Ook de inboedel van het Centraal Israëlitisch Weeshuis. In april en oktober 1942 inventariseert de ERR het pand aan de Nieuwegracht. Het weeshuis bestaat volgens dit archief uit: zes gangen, 42 kamers, vier closets, een tuin, een keuken, een kelder en acht trappen. De waarde van de inboedel wordt geschat op ruim 3600 gulden.





Transport naar Sobibor
Het transport van 17 maart 1943 waarop het gezin Themans wordt gedeporteerd vertrekt niet zoals gebruikelijk op een dinsdag, zij vertrekken op een woensdag en komen daardoor niet op vrijdag maar op zaterdag aan in vernietigingskamp Sobibor.

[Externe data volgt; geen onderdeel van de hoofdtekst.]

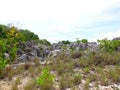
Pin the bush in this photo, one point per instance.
(45, 80)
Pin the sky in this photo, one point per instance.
(57, 20)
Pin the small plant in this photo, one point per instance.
(15, 84)
(65, 82)
(77, 79)
(45, 80)
(86, 86)
(31, 85)
(87, 69)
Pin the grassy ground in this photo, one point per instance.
(80, 69)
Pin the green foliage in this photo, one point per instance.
(64, 42)
(109, 45)
(44, 41)
(83, 41)
(45, 80)
(27, 35)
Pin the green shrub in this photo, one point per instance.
(45, 80)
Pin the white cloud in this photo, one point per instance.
(110, 35)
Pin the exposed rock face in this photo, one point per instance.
(30, 50)
(117, 38)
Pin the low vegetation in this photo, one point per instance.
(101, 67)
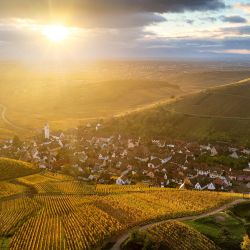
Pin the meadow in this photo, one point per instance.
(166, 236)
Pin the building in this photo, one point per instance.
(46, 131)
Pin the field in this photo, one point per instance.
(65, 98)
(221, 113)
(59, 212)
(169, 235)
(226, 229)
(10, 169)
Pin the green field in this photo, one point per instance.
(68, 97)
(221, 113)
(226, 229)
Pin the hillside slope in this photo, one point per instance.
(10, 169)
(169, 235)
(221, 113)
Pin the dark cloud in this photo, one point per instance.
(122, 12)
(233, 19)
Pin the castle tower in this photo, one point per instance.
(46, 131)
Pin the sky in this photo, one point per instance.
(92, 29)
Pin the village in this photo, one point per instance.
(89, 157)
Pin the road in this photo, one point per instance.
(123, 237)
(3, 110)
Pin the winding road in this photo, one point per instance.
(123, 237)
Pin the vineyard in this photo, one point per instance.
(8, 188)
(170, 235)
(89, 217)
(10, 169)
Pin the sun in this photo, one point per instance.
(56, 33)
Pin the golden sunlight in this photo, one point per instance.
(56, 33)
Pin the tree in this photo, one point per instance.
(16, 141)
(245, 244)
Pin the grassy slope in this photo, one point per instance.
(10, 169)
(170, 235)
(202, 116)
(225, 229)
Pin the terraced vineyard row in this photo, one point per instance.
(84, 222)
(8, 188)
(177, 236)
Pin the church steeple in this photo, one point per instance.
(46, 131)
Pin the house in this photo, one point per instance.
(197, 186)
(234, 155)
(166, 160)
(120, 181)
(214, 151)
(211, 186)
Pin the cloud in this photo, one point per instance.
(237, 51)
(88, 12)
(245, 7)
(233, 19)
(241, 30)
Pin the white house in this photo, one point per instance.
(234, 155)
(120, 181)
(214, 151)
(46, 131)
(211, 186)
(197, 186)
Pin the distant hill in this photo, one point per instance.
(10, 169)
(169, 235)
(221, 113)
(66, 97)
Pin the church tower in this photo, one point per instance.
(46, 131)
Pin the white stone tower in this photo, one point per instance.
(46, 131)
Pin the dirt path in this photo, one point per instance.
(123, 237)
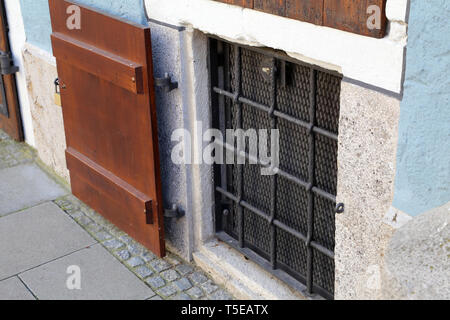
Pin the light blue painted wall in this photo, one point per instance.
(423, 159)
(36, 16)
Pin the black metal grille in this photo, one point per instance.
(285, 222)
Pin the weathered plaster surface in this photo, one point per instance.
(423, 159)
(366, 170)
(417, 262)
(17, 41)
(40, 69)
(36, 16)
(166, 59)
(378, 62)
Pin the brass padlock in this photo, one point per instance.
(57, 93)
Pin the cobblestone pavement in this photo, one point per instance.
(168, 278)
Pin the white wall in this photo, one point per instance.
(17, 40)
(377, 62)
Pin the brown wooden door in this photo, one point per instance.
(10, 119)
(107, 93)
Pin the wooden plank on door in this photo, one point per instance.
(305, 10)
(353, 16)
(110, 120)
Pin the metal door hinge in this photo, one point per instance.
(7, 64)
(340, 208)
(175, 212)
(166, 83)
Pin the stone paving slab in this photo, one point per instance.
(14, 289)
(102, 277)
(27, 185)
(33, 241)
(38, 235)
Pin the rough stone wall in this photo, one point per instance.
(47, 117)
(166, 59)
(366, 170)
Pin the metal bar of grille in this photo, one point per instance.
(238, 105)
(275, 222)
(312, 117)
(273, 182)
(288, 176)
(279, 114)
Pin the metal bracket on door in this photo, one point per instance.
(166, 83)
(7, 64)
(174, 213)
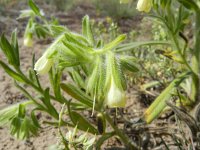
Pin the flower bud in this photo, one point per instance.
(28, 40)
(116, 96)
(43, 65)
(144, 5)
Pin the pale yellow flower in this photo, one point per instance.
(116, 97)
(44, 64)
(28, 41)
(144, 5)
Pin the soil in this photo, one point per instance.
(136, 102)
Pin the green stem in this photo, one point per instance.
(125, 139)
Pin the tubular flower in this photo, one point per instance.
(144, 5)
(28, 40)
(116, 96)
(43, 65)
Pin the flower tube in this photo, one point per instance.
(144, 5)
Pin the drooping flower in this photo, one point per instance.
(28, 41)
(44, 64)
(115, 97)
(144, 5)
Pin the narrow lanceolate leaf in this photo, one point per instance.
(34, 7)
(11, 72)
(77, 94)
(130, 46)
(14, 43)
(87, 31)
(8, 50)
(96, 80)
(160, 102)
(129, 64)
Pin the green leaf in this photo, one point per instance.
(12, 73)
(8, 50)
(77, 78)
(77, 94)
(87, 31)
(47, 102)
(14, 43)
(76, 50)
(7, 114)
(130, 46)
(103, 138)
(160, 102)
(34, 118)
(129, 64)
(34, 7)
(114, 43)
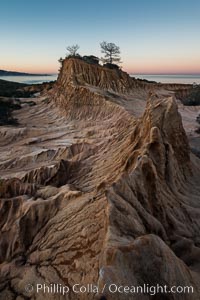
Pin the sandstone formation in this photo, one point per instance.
(98, 186)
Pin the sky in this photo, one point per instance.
(155, 37)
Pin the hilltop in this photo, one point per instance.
(101, 188)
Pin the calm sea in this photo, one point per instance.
(30, 79)
(190, 79)
(187, 79)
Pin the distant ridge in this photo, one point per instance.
(13, 73)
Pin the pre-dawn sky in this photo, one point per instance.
(154, 36)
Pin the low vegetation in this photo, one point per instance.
(7, 105)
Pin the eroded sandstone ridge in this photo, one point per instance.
(98, 186)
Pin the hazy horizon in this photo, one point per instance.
(154, 37)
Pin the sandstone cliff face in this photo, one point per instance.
(97, 191)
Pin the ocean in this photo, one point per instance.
(30, 79)
(186, 79)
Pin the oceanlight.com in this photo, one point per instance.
(112, 288)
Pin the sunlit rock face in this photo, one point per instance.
(98, 186)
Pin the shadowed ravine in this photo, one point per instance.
(98, 186)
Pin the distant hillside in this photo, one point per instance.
(13, 73)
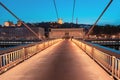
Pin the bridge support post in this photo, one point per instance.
(113, 65)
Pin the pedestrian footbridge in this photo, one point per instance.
(60, 59)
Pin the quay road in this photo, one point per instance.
(62, 61)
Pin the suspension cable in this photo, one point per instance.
(56, 9)
(99, 18)
(20, 20)
(73, 11)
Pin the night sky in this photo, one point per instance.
(87, 11)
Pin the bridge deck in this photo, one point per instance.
(62, 61)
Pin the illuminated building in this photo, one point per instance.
(66, 32)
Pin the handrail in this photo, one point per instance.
(108, 59)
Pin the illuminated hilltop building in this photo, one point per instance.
(60, 21)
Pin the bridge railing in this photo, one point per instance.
(11, 57)
(108, 59)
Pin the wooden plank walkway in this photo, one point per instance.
(62, 61)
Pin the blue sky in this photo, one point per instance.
(87, 11)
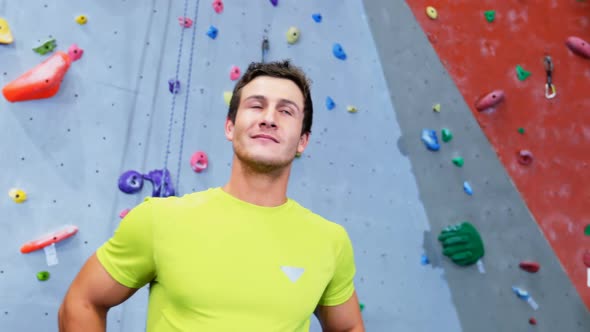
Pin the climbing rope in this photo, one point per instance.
(173, 106)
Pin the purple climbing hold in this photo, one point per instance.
(338, 51)
(330, 104)
(174, 86)
(160, 180)
(130, 182)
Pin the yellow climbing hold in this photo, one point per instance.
(17, 195)
(227, 97)
(81, 19)
(431, 12)
(5, 34)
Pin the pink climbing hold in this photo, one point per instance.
(235, 73)
(185, 22)
(490, 100)
(199, 161)
(218, 6)
(75, 53)
(123, 213)
(578, 46)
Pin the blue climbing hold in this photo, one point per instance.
(338, 51)
(467, 188)
(212, 32)
(330, 104)
(430, 140)
(173, 86)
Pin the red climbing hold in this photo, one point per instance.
(490, 100)
(525, 157)
(42, 81)
(532, 267)
(578, 46)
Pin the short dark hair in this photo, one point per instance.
(279, 69)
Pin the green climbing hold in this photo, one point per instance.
(43, 276)
(490, 15)
(46, 47)
(521, 73)
(446, 135)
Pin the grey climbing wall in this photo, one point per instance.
(112, 114)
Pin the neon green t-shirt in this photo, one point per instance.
(217, 263)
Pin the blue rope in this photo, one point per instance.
(188, 86)
(162, 188)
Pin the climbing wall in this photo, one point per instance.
(367, 170)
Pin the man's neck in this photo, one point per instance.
(263, 189)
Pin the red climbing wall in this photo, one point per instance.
(482, 57)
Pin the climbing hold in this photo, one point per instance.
(75, 53)
(525, 296)
(490, 100)
(81, 19)
(330, 104)
(338, 51)
(185, 22)
(199, 161)
(531, 267)
(521, 73)
(218, 6)
(293, 35)
(130, 182)
(424, 260)
(43, 81)
(123, 213)
(462, 243)
(43, 241)
(351, 109)
(46, 47)
(446, 135)
(234, 73)
(43, 276)
(5, 34)
(160, 180)
(227, 97)
(431, 12)
(212, 32)
(458, 161)
(430, 140)
(17, 195)
(525, 157)
(578, 46)
(467, 188)
(173, 86)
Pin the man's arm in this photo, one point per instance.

En op zaterdag 20 maart 1943 zijn niet alle gedeporteerden direct vergast, 35 mannen worden geselecteerd om te werken. Zij worden gedwongen de vernietigingsmachine in Sobibor draaiende te houden of zijn doorgestuurd naar omliggende werkkampen. Een deel weet te overleven tot aan de opstand van Sobibor. Daarna worden de gevangenen in Sobibor en de omliggende werkkampen vermoord. Een Nederlander van het transport weet dit te overleven: Elias Izak Alex Cohen.